Die 43,4 Prozent, die am gestrigen Sonntag erreicht wurden, sind eine erfreuliche Steigerung. Dennoch ist Realismus angesagt. Zum einen liegt die Hamburger Wahlbeteiligung noch immer unter der des Bundes mit knapp 48 Prozent. Zum anderen sind auch bundesweit knapp fünf Prozentpunkte mehr Menschen wählen gegangen als 2009. Der Hamburger Anstieg folgt also dem Bundestrend, fällt aber um vier Prozentpunkte höher aus.
Dieser überproportionale Zuwachs wird in erster Linie der Tatsache zuzurechnen sein, dass erstmals die Europa- mit den Bezirkswahlen gekoppelt waren.

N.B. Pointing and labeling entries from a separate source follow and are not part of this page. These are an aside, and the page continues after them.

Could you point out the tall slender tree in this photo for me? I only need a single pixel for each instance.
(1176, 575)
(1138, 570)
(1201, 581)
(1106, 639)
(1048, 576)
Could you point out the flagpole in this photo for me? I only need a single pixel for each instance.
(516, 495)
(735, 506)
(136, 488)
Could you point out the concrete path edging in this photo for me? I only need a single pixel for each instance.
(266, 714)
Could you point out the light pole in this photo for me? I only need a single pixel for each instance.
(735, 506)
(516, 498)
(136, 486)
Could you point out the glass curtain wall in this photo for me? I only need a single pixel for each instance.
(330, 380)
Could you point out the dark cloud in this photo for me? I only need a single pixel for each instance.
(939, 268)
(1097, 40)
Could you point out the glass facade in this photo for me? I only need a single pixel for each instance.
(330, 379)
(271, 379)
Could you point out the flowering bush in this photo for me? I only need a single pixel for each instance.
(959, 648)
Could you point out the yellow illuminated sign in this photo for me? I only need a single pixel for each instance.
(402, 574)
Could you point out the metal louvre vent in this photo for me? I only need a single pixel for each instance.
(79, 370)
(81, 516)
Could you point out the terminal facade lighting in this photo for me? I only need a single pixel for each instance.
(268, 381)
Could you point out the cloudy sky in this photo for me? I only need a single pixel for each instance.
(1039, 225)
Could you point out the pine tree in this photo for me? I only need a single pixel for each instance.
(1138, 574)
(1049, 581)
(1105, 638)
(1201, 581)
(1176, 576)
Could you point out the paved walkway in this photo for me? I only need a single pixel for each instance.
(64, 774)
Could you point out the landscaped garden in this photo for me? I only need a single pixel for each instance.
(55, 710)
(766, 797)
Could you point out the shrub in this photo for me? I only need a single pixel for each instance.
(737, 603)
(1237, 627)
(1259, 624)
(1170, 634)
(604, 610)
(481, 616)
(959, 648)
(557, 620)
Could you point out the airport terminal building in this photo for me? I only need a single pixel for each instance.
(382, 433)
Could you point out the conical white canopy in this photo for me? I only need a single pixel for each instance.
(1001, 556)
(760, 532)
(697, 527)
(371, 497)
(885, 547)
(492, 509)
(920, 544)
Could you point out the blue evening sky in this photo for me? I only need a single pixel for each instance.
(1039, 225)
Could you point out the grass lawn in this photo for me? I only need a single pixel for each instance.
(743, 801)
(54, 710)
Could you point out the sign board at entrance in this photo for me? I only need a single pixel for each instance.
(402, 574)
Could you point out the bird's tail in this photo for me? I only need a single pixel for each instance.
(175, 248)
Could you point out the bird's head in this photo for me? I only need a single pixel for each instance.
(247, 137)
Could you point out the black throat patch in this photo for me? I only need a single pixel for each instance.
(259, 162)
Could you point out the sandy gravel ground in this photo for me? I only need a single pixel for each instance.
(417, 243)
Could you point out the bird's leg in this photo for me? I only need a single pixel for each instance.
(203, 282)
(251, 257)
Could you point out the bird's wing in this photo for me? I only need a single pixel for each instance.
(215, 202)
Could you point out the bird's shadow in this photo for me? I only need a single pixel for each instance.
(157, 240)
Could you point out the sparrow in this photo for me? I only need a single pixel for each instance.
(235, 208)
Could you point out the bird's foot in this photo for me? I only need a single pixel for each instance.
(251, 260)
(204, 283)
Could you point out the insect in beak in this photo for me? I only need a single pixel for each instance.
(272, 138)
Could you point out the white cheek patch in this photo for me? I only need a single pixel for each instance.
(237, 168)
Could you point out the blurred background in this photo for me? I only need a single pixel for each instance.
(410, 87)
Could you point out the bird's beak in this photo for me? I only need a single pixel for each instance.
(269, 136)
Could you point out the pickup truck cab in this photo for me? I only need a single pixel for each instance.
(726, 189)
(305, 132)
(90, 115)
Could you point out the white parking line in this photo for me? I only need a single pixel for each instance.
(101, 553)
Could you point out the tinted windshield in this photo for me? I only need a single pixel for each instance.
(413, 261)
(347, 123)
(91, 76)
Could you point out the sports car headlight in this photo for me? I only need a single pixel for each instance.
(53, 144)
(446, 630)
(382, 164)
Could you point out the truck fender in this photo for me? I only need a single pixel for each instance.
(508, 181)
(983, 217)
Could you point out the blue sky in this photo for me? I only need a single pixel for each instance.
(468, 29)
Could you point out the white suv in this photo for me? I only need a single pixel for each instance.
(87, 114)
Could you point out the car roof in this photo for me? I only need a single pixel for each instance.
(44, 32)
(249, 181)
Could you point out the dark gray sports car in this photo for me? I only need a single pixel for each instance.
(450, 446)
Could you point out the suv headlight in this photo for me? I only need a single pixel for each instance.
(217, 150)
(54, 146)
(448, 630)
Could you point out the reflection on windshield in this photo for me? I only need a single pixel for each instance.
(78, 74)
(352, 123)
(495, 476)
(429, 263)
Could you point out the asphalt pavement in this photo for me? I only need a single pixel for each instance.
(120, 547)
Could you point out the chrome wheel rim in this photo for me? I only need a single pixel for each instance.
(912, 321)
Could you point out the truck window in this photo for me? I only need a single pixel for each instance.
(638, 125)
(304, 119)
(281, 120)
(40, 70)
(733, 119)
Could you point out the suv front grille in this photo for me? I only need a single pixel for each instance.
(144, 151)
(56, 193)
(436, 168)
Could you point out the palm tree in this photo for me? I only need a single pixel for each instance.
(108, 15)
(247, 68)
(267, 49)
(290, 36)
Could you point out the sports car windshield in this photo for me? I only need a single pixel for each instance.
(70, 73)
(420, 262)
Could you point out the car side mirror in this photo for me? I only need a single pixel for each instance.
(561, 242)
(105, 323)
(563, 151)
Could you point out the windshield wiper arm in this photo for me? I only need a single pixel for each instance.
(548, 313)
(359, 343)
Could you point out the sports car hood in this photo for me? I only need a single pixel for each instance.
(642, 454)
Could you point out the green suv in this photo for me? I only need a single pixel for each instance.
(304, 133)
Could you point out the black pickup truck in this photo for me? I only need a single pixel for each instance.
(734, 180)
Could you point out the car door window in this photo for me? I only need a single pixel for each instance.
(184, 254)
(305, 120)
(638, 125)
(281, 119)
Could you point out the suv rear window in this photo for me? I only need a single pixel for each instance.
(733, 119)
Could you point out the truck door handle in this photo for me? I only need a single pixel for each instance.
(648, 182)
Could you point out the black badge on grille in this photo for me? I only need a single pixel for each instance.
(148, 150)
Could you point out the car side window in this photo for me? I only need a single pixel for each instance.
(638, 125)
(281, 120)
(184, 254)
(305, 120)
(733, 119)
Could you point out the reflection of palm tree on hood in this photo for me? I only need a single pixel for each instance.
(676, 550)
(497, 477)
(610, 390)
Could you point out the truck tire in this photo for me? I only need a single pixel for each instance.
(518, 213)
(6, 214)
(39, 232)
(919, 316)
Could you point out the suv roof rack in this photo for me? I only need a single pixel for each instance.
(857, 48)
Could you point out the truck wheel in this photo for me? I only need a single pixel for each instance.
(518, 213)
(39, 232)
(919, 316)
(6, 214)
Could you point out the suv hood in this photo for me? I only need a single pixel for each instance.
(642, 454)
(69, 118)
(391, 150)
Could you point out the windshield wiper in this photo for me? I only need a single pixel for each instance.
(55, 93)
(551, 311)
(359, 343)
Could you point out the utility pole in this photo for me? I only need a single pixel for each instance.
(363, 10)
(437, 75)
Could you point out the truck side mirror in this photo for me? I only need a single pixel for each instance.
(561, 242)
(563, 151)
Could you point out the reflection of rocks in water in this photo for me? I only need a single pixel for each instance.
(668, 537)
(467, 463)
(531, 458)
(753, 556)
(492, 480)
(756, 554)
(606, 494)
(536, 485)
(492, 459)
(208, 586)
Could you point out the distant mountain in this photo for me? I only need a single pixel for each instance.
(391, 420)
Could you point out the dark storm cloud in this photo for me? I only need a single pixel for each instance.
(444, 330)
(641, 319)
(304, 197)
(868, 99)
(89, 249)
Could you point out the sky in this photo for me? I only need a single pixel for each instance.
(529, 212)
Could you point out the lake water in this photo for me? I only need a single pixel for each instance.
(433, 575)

Allerdings: Der Absturz der Wahlbeteiligung bei den Bezirkswahlen fällt ungleich höher aus als der Zuwachs bei der Europawahl: 2011, als Bezirks- und Bürgerschaftswahlen zusammenfielen, hatten sich noch 52,8 Prozent beteiligt, jetzt nur noch knapp 40 Prozent. Es darf schon jetzt bezweifelt werden, dass die Koppelung der Bezirks- an die Europawahlen eine gute Idee war.
In zweierlei Hinsicht haben die Hamburger anders als die Deutschen insgesamt gewählt: Die SPD liegt laut vorläufigem amtlichen Endergebnis mit 33,8 deutlich vor der Union mit 24,5 Prozent. Das ist in etwa die Umkehrung des Kräfteverhältnisses im Bund, wo die Union deutlich vor der SPD liegt. Für die SPD zeichnet sich in Hamburg ein Schulz/Scholz-Effekt ab. Der bundesweite SPD-Europa-Spitzenkandidat Martin Schulz darf sich das SPD-Plus im Bund dank seines engagierten Wahlkampfes zu guten Teilen zurechnen. Das hat auch das Hamburger SPD-Ergebnis positiv beeinflusst. Der SPD-Zuwachs fällt in Hamburg aber mit rund neun Prozent deutlich höher aus als im Bund. Die Sozialdemokraten profitieren vermutlich auch von dem hohen Ansehen, dass SPD-Landeschef und Bürgermeister Olaf Scholz derzeit genießt.
Der zweite Hamburger Sondereffekt betrifft die Grünen, die zwar ihre sensationellen 20,5 Prozent von 2009 nicht halten können, aber mit 17,2 Prozent weit über dem Bundesergebnis liegen. Mit Bezug auf Hamburg lässt sich also sagen: Die Grünen sind eine Europapartei. Linke und AfD liegen in etwa auf der Linie der Bundesergebnisse. Auch die Elbliberalen folgen dem Bundestrend und stürzen auf 3,7 Prozent ab.
Die Aussagekraft der Europa- für die Bürgerschaftswahl im Februar 2015 ist begrenzt. Dazu sind die Themen zu unterschiedlich. Psychologisch wäre es für die in der Bürgerschaft oppositionelle CDU positiv gewesen, wenn sie in Hamburg bei der Europawahl wie 2009 stärkste Kraft geblieben wäre. Das ist anders als bei der Bundestagswahl 2013, als die Union auf 41,5 Prozent (SPD: 25,7) kam, diesmal nicht gelungen.